Diversos, Notícias, Tribuna Livre | 23 de dezembro de 2020

Neste ano a gerência da REGAP mostrou mais uma vez que o lucro está na ordem do dia, acima da vida e das instalações da empresa. Vimos,  na primeira quinzena de dezembro o quadro de trabalhadores do setor de Segurança, Meio Ambiente e Saúde (SMS) ser reduzido pela metade.

Antes eram 25 empregados próprios capacitados para preservar a vida da comunidade externa e interna. Cada turno possuía equipe de segurança industrial com quatro técnicos de segurança. Mas com a mudança denunciada, cada equipe agora tem somente dois técnicos de segurança para atender toda a demanda da unidade.

O Sindipetro alerta que com essa manobra, que só visa a redução dos custos, a gerência está se desfazendo de trabalhadores mais capacitados e preparados, para substituí-los por funcionários sem experiência específica na área, colocando em risco a vida deles e dos demais trabalhadores, além de toda a populações do entorno da refinaria.

Não nos calamos diante de tamanha negligência! Essa situação escandalosa já foi alvo de denúncia com a categoria e no Ministério Público do Trabalho (MPT). Foi solicitada a intervenção do MPT no sentido de investigar e tomar medidas para preservar a vida e integridade física dos trabalhadores e moradores dos bairros próximos. Estaremos atentos para que todas as medidas cabíveis sejam tomadas para garantir a segurança de todas e todos que trabalham na refinaria.

Número mínimo

Em plena pandemia, a Gerência reduziu o efetivo mínimo de segurança, colocando em risco trabalhadores e a população do entorno.
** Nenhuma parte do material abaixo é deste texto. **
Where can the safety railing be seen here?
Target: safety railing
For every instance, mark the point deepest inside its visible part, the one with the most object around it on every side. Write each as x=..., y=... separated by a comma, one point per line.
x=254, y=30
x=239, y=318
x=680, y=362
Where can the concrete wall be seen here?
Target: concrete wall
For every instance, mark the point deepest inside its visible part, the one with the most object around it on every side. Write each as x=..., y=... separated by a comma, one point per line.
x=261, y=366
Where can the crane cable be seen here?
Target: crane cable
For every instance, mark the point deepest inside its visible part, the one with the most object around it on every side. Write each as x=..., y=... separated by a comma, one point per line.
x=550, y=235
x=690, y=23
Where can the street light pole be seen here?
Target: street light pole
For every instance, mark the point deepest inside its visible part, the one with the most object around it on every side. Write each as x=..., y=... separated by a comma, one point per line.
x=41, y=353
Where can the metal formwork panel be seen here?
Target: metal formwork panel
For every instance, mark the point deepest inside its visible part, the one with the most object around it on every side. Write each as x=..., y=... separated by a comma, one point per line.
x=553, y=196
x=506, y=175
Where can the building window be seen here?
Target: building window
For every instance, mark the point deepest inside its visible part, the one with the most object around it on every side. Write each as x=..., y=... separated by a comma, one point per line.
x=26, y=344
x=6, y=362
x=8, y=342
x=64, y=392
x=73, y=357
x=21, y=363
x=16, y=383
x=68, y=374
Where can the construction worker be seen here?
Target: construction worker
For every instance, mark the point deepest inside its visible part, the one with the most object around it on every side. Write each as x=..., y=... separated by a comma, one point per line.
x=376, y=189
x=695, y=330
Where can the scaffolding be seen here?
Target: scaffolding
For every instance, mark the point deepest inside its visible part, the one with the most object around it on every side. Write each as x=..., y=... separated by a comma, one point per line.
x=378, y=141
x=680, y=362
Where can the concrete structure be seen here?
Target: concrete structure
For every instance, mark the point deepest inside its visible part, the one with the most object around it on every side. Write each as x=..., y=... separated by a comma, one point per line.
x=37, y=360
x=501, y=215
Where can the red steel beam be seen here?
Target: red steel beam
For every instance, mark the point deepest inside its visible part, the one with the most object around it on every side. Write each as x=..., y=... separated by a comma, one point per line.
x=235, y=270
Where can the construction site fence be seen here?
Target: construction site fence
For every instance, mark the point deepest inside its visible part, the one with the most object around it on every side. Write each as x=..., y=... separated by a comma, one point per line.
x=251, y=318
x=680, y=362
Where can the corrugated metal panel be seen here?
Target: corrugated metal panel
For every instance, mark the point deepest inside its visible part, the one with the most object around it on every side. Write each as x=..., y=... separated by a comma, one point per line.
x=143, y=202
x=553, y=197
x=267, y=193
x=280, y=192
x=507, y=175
A redução vai na contramão da metodologia que define o número mínimo de trabalhadores necessários para manter a segurança operacional na Refinaria. Metodologia esta que a própria estatal adotou em 2017, após a realização de estudos técnicos. Vale lembrar que os estudos foram feitos sem a participação do Sindipetro-MG.

Ocorrência na HDT

Como consequência, mesmo após seguidas denúncias do Sindipetro/MG sobre os riscos da redução do número mínimo, no dia 6 de agosto de 2020, foi registrada ocorrência de alta gravidade na Unidade de Hidrotratamento de Diesel (HDT). O acontecimento escancarou o alto potencial de tragédia quando se opera com menos trabalhadores que o necessário.

Antes da redução do número mínimo, eram seis operadores no painel e outros seis na área. Após a redução, ficaram somente quatro no painel.
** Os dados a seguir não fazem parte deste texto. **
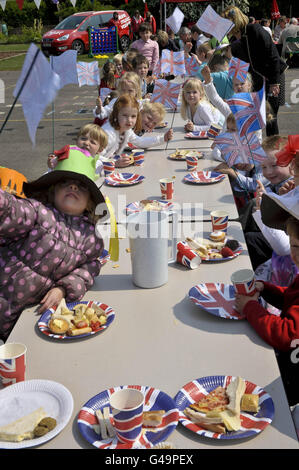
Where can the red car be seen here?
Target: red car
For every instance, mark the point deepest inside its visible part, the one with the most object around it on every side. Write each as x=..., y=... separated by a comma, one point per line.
x=72, y=32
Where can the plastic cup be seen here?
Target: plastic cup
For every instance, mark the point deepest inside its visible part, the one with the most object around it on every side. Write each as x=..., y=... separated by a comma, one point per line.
x=12, y=363
x=127, y=409
x=167, y=188
x=219, y=221
x=244, y=282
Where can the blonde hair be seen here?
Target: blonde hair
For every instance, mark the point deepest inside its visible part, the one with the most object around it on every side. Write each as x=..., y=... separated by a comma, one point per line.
x=191, y=84
x=235, y=15
x=122, y=102
x=96, y=133
x=133, y=78
x=154, y=108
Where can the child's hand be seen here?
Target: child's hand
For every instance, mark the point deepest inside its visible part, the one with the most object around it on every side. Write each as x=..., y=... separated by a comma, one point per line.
x=168, y=135
x=286, y=187
x=124, y=160
x=52, y=161
x=242, y=300
x=51, y=299
x=206, y=73
x=189, y=126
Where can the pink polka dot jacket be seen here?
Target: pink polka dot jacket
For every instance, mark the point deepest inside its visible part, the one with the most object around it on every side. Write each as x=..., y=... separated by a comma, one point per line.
x=42, y=248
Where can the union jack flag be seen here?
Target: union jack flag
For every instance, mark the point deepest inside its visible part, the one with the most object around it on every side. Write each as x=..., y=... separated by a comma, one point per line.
x=249, y=110
x=166, y=93
x=235, y=149
x=191, y=66
x=238, y=69
x=218, y=299
x=88, y=73
x=12, y=370
x=173, y=62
Na emergência, durante uma ocorrência operacional de parada das unidades de produção de hidrogênio, um operador da área (gasolina) foi chamado para operar no painel do Diesel 1, que naquele momento contava com mais um operador em treinamento. 

Esse exemplo grave demonstra com transparência qual a demanda para a operação em segurança, já que  além dos quatro trabalhadores previstos no número mínimo, havia mais um em treinamento e, ainda assim, outro foi convocado às pressas para ajudar na emergência.
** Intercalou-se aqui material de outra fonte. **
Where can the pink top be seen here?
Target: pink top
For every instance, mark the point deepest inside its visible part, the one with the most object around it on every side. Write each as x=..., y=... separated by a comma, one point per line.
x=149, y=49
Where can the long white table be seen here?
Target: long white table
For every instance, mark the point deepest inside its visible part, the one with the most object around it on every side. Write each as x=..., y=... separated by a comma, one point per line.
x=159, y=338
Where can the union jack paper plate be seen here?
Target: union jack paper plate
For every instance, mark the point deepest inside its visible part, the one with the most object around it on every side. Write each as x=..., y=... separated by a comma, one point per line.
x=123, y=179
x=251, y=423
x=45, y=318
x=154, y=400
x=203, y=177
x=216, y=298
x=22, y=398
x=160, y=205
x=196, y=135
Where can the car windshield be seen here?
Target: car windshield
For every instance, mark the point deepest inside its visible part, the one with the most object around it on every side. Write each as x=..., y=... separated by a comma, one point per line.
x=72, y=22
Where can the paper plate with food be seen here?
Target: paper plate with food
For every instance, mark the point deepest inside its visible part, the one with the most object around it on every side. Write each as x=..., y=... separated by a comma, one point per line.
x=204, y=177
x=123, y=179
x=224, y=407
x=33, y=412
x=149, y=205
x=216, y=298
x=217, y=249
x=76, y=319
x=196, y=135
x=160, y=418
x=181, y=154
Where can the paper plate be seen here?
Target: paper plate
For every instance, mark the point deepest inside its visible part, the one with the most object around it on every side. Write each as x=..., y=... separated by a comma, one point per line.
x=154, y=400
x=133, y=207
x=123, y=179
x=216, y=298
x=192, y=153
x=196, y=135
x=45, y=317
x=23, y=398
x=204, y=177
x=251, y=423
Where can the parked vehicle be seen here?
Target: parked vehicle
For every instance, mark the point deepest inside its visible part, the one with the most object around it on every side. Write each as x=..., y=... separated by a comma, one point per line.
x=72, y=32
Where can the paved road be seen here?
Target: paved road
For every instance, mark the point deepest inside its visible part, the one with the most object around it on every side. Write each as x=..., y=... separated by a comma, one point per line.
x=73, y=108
Alto potencial de risco       

A redução do número mínimo ameaça a operação das unidades operacionais da Refinaria, que envolvem grandes riscos e cenários de acidentes que podem ocasionar tragédias.

O pior cenário de tragédia envolve o Craqueamento Catalítico Fluidizado (CCF), também conhecido como Secra. Uma falha nesse setor pode gerar uma devastação que extrapola a Refinaria, chegando até o bairro Riacho das Pedras em Contagem.

Só o vazamento da mistura de gás combustível e sulfeto de hidrogênio (H2S) na HDT, pode resultar em uma nuvem tóxica fatal. A contaminação pode atingir um raio de 850 metros, afetando grande parte da força de trabalho e comunidades no entorno da refinaria, como é o caso dos bairros Petrovale, Petrolina e Cascata, em Ibirité.